Pamuk took his first serious steps in this direction in the mid-90’s when he started collecting the objects the Keskin family might have used. As he puts it: “On the pretext of  compiling an annotated catalogue, I set up a relationship between the art of the novel, to which I’ve devoted my entire life, and the art of painting, to which I could not devote my entire life (and it’s always bothered me). Yes, I was going to build the museum. And the novel was going to tell the story of the objects in it one by one and how the museum came to be. The story moved forward with the objects, but to be able to write the novel I had to decide where the Keskins’ house was going to be. And since the house would later be turned into the museum, that also meant deciding where the museum would be.”

That momentous decision was made at the end of 1999 when Pamuk bought an old frame house built in 1897 just a 12-minute walk from his office in Cihangir. The biggest, most expensive and most visible piece of his collection was finally in place. “I started on the museum and the novel simultaneously. As I was creating the world of the novel spoon by spoon, button by button, cup by cup, I was also thinking that the museum would open when the novel was finished.” Pamuk published his novel in 2008. But the dark red Museum of Innocence only opened a few months ago, four years later. Why?  “Not out of laziness or being unable to collect the objects,” Pamuk explains. “Arranging them in proper order and harmony in the boxes and showcases was one of my concerns. What concerns? That the museum should be beautiful and have an aura about it!”

After collecting the objects for years and planning and sketching the showcases one by one, Pamuk devoted himself completely to the museum during the spring and summer of 2011. “I never touched the novel I was working on for the whole 5-6 months. And that lost time is what the museum cost me,” he complains, adding, “But in the the end, when it was finished, I realized that I had had the happiest experience of my life. But what makes me most happy is that the museum has a soul independently of the book.” Regardless of the fact that the objects displayed in the museum are exactly those described in the book, and that the book actually constitutes the museum, as Pamuk himself points out, words are one thing, objects another. Whether you read the book or not, there is another world here worth delving into.

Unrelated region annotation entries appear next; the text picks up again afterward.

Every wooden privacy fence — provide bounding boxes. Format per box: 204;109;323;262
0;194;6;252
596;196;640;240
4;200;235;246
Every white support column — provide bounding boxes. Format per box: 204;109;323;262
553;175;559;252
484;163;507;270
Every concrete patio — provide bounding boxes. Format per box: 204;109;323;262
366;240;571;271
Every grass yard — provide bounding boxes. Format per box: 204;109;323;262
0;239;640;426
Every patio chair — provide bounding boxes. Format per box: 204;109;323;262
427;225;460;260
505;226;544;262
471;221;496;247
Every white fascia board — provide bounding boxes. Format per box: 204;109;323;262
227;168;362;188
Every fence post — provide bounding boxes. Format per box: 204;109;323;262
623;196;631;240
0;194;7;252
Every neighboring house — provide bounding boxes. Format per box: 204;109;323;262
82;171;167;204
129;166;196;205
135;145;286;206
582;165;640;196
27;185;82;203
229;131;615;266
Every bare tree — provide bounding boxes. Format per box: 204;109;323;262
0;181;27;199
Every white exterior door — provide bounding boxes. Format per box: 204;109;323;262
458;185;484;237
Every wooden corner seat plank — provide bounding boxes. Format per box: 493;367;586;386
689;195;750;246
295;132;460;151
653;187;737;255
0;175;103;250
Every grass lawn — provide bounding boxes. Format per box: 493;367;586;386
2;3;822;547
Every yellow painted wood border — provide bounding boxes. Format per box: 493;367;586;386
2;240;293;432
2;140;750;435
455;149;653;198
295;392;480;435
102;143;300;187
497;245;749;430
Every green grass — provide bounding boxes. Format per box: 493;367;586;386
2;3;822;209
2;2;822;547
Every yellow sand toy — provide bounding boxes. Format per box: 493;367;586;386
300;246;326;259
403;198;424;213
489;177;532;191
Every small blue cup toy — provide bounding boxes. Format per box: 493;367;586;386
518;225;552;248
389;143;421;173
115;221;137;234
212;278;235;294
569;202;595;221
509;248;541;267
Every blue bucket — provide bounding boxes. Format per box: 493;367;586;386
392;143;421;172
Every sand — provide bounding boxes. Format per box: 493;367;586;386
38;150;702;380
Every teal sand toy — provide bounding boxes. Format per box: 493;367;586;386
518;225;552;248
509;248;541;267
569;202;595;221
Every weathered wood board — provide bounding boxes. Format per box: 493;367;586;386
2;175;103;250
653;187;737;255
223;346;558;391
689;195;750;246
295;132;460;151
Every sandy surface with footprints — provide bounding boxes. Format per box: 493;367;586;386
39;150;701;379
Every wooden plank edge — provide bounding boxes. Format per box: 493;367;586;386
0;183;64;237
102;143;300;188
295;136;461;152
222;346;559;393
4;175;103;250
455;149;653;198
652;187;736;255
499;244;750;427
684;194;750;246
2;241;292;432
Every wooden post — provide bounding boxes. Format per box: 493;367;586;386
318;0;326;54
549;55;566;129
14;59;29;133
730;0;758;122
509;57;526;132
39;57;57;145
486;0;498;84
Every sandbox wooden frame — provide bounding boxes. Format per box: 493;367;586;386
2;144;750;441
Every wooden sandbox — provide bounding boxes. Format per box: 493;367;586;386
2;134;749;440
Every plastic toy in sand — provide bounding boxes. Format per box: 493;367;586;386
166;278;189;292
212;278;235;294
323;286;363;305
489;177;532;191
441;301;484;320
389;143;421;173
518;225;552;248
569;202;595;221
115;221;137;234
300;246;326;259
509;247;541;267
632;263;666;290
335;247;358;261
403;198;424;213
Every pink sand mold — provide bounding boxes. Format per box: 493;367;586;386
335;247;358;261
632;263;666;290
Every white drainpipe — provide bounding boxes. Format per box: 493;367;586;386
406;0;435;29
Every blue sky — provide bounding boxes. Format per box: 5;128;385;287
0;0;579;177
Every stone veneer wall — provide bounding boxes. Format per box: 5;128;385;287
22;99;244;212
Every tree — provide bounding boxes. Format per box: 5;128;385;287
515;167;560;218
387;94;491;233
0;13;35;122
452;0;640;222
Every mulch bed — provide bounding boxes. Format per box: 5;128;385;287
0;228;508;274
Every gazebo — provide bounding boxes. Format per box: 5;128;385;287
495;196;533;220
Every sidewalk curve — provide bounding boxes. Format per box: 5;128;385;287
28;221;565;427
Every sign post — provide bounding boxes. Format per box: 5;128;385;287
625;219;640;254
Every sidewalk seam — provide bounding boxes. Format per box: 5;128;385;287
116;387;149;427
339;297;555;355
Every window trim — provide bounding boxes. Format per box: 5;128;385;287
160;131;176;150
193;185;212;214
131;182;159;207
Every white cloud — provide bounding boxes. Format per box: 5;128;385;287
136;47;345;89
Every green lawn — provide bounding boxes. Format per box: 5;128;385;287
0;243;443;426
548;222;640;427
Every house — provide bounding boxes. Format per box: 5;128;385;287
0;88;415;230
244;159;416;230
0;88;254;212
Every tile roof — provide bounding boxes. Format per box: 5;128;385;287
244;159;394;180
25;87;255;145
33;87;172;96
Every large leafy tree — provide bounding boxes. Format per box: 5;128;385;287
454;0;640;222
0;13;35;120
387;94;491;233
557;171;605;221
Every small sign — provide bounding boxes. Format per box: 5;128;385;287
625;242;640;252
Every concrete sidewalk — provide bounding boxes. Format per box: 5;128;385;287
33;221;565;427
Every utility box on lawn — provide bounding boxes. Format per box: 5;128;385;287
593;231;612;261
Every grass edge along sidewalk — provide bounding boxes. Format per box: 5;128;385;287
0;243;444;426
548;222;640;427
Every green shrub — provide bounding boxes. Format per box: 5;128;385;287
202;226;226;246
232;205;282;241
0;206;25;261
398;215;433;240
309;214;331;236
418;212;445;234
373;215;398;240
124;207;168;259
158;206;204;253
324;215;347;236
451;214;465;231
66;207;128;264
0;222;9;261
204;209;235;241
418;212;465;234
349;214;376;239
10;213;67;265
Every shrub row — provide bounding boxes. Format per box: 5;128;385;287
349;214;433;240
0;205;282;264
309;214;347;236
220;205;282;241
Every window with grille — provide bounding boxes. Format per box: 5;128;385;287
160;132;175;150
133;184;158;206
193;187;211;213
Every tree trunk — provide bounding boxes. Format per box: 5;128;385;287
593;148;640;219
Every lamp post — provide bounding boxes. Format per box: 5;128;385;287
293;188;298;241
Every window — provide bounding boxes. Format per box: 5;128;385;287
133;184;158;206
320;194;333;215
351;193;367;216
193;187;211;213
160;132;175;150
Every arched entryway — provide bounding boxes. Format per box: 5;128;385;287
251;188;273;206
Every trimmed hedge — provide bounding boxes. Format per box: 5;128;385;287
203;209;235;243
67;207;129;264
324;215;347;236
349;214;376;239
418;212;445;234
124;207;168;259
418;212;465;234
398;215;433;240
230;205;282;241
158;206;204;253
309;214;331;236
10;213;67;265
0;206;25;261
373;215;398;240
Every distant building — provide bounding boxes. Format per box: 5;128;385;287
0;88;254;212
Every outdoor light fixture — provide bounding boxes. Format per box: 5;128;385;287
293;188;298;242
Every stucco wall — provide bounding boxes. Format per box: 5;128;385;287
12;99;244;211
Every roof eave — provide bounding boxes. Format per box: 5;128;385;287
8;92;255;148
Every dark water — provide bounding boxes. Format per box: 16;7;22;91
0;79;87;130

So what do all these things mean? Pamuk’s short answer: “I don’t know, and I don’t want to know.” Then he digresses, “Between the ages of 7 and 22 I wanted to be a painter more than anything. In the end, I gave that dead painter lurking in the depths of my heart license, and he made the various visual arrangements.” He clarifies: “Like in the Thousand and One Nights, a genie got inside me and forced me to create a strange museum.”

One of the most exciting aspects of that strange museum is that it’s going to go on forever. At least for as long as Orhan Pamuk lives: “I’m going to complete the remaining 16 showcases and keep on adding new things here and there and do a whole lot more.” We ask what more he is going to add: “From now on,” he says, “I’m going to combine art and painting with literature, both in my books and in my museum. That’s all I know for now.”

The Museum of Innocence can handle a maximum of 70 visitors at one time, and you need to set aside a minimum of 40 minutes to do it justice. If you go with the novel, you can use the ticket inside the book. For more information:

Explaining the concept of time in the novel, Kemal says, “If we learn to think of life not as a fine line like Aristotle’s Time but as a series of intense moments of which we are reminded one by one by objects, then hanging around our sweetheart’s table for eight years will strike us not as something strange to make fun of but rather like the 1,593 happy evenings I spent at Füsun’s house.” The objects in the museum correspond to those moments and the line that unites them to the story. And uniting time, space and a museum is a great accomplishment

When we ask how much the museum cost, Pamuk replies, “I can’t tell you exactly how much it was, because I don’t know, and I don’t want to know. But there’s this: I built the museum with the money I’ve earned as a novelist with no financial support from anyone, and its cost far exceeded the Nobel Prize money.”